And no pantheon of women, or girl, explorers could be complete without her.
Dora Marquez, whose name was inspired by the Spanish feminine word for explorer—exploradora—and the renowned Colombian novelist Gabriel Garcia Márquez, was an animated TV star. Her show, Dora The Explorer, first aired on the Nickelodeon network in 2000 and ended its run on June 5, 2014, after 8 seasons and 172 episodes.
Making Dora a bilingual Latina was Nickelodeon’s response to the lack of positive Latino roles in the media. Dora, however, was never about teaching Spanish, although it’s likely many children who watched regularly did learn Spanish words. The show was simply about a little girl who goes on a different adventure in each show, and happens to speak both English and Spanish.
And having adventures is a pretty inspiring idea.

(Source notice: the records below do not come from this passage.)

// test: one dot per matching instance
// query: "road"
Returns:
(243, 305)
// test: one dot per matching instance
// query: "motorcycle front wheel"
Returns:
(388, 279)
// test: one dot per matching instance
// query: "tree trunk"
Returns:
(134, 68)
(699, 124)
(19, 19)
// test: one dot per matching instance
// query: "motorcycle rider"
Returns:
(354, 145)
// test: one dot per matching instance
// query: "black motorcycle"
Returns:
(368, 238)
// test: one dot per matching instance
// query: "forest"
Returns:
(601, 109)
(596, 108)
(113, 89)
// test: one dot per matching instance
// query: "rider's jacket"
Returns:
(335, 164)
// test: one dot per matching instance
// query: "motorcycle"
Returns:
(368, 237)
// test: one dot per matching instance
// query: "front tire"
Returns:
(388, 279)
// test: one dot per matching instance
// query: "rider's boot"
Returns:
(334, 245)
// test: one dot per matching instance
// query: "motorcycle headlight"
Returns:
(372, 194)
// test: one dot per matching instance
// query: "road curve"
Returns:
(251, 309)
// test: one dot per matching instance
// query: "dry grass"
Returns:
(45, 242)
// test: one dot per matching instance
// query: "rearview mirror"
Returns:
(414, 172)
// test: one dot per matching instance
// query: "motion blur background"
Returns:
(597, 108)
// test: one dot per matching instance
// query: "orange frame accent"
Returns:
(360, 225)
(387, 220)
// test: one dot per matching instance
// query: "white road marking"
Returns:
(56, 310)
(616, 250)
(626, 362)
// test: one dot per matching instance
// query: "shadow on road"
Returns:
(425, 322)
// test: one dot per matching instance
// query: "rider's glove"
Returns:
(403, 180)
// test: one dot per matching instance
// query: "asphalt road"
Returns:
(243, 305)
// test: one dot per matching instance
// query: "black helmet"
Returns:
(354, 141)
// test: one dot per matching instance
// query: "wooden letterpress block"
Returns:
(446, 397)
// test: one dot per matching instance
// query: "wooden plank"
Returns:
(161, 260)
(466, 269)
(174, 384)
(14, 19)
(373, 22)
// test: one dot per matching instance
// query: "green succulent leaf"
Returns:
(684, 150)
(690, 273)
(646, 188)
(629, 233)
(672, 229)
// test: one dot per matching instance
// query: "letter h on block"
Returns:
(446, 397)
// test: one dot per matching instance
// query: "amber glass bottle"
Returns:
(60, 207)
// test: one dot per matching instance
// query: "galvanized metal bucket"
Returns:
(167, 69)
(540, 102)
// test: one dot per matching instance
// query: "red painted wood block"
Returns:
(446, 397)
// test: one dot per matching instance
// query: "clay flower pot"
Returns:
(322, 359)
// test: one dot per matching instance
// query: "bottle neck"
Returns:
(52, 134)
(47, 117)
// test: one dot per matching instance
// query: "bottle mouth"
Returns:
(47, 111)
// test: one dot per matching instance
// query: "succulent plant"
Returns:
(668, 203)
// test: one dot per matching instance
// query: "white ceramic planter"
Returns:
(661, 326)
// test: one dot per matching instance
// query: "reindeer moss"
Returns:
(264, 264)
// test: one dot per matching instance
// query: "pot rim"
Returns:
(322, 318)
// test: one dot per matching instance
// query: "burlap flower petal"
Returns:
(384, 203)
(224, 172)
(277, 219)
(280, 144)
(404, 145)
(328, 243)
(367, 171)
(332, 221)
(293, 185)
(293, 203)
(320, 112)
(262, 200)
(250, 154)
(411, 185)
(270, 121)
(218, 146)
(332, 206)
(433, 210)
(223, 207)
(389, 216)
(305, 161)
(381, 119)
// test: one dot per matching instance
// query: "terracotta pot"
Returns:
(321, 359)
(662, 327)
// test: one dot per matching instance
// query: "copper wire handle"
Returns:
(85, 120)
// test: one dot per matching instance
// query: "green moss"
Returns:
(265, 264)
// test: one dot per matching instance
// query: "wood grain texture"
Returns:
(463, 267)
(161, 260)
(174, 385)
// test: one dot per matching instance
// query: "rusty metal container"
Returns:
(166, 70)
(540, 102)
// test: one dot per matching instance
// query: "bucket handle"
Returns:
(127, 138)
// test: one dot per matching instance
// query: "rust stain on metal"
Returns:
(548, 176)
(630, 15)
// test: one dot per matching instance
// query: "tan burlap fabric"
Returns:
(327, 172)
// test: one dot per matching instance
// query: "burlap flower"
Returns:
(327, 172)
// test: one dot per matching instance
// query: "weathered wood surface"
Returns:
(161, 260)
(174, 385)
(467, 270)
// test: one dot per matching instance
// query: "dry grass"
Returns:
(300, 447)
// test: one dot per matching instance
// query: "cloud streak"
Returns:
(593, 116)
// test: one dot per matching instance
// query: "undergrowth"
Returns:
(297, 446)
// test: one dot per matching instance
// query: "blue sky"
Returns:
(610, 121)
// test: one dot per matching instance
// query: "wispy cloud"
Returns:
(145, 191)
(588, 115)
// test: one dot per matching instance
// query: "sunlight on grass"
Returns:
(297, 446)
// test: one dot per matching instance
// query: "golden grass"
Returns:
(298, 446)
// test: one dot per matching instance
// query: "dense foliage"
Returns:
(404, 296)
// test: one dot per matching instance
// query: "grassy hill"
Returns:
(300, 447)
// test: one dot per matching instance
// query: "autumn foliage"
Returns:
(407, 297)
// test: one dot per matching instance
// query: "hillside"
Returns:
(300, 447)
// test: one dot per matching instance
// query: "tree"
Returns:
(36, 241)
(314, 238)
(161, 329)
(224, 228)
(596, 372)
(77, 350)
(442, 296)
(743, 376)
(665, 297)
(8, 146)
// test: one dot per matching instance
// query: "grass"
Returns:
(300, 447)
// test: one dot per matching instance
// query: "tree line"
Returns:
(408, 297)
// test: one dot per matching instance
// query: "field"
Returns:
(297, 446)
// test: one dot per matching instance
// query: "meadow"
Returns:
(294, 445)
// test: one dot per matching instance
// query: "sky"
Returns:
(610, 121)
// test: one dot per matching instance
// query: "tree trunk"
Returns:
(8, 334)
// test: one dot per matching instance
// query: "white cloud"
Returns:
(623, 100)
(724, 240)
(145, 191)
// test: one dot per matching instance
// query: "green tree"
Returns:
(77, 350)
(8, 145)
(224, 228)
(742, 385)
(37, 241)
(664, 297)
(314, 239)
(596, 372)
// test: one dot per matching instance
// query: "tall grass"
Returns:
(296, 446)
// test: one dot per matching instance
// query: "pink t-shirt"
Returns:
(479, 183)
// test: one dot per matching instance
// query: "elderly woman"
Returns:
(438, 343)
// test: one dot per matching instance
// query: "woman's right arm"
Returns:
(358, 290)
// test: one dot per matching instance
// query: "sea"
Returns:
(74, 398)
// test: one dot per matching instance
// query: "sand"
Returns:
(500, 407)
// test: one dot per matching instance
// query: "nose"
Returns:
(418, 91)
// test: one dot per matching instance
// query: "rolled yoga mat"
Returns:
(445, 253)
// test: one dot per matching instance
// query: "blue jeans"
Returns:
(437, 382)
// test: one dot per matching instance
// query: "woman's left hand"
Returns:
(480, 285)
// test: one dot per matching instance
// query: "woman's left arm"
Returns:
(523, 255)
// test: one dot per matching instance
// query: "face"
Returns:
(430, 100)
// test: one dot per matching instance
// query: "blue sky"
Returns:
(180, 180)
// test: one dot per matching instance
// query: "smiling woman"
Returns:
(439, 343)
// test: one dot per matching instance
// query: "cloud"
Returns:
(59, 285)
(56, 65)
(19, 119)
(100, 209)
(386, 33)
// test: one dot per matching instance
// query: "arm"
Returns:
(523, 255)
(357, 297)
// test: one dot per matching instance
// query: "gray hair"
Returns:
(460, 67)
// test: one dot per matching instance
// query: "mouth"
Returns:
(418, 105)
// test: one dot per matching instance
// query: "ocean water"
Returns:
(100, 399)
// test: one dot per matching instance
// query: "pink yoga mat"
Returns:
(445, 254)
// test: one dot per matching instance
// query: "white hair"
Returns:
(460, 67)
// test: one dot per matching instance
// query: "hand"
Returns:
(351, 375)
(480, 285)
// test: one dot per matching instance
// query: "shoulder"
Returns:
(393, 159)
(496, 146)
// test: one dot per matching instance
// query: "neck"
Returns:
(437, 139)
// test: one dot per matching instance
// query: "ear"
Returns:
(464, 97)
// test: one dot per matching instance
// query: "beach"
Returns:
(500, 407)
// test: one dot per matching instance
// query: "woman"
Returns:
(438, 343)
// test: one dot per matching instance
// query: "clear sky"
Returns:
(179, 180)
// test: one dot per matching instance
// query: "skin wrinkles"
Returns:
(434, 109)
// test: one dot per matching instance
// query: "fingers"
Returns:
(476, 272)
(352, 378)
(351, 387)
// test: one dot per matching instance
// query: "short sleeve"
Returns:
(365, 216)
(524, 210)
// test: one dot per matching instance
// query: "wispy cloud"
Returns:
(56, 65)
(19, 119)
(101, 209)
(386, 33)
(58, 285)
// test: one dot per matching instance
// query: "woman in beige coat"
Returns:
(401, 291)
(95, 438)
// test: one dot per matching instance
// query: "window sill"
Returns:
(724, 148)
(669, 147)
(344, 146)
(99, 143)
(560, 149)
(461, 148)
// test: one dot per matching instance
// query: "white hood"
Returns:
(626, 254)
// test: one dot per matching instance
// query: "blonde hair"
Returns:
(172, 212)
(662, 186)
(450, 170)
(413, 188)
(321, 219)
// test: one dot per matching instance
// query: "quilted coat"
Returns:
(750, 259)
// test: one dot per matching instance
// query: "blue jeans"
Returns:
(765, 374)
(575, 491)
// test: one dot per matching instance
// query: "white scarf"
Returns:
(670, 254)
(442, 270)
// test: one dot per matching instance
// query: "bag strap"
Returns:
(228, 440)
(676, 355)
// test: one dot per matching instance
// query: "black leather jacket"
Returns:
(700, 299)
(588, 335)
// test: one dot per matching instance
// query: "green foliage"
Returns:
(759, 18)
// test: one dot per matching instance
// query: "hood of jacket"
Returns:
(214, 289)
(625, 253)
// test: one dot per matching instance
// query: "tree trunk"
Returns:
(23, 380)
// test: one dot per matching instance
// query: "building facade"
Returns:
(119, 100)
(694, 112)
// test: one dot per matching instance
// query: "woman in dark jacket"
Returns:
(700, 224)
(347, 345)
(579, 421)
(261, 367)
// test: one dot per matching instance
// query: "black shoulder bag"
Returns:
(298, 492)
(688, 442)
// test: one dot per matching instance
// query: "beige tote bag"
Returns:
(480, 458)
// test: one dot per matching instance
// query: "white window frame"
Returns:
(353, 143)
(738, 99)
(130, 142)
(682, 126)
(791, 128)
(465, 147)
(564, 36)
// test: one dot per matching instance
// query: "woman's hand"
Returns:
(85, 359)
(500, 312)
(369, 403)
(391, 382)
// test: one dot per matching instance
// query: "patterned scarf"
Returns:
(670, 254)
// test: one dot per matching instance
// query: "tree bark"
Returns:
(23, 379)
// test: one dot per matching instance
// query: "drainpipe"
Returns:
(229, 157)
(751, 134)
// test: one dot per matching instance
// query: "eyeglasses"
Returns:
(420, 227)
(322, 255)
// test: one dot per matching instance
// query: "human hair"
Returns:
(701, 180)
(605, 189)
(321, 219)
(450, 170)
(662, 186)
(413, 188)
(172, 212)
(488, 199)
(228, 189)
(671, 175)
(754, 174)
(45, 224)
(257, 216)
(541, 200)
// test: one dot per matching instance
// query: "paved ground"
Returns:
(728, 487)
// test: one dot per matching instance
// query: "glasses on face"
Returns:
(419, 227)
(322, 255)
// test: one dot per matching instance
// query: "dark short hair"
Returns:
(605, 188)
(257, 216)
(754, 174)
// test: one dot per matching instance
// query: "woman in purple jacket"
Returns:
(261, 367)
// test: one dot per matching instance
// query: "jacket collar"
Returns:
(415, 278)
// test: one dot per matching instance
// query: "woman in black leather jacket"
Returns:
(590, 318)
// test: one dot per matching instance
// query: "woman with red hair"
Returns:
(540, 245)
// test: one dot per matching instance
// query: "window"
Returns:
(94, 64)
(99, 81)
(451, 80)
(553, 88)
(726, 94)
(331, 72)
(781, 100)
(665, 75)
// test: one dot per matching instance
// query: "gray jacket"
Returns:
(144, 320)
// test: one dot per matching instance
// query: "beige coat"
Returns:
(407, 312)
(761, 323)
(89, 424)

In Dora’s world, for Dora’s fans, daily curiosity and a sense of adventure transform the ordinary and the everyday with a sense of mission—there were challenges, problems to be solved, places to go and people to meet. And wackiness. Dora hung out with wild animals (who talked) and inanimate objects (who also talked).
Who doesn’t explore out of the desire, on some level, for that?
In the years since Dora the Explorer first aired, the phrase “Dora The Explorer” has firmly entered the lexicon, as a self-designation, or a nickname for girls and women who like to toss on a backpack (or a hand bag) and go.
A live action Dora the Explorer film is slated for release in August 2019.
Whether a human actress will top animated Dora or bomb at the box office remains to be seen.
Today, we celebrate the eternally 7-year old Dora for her exploradora spirit!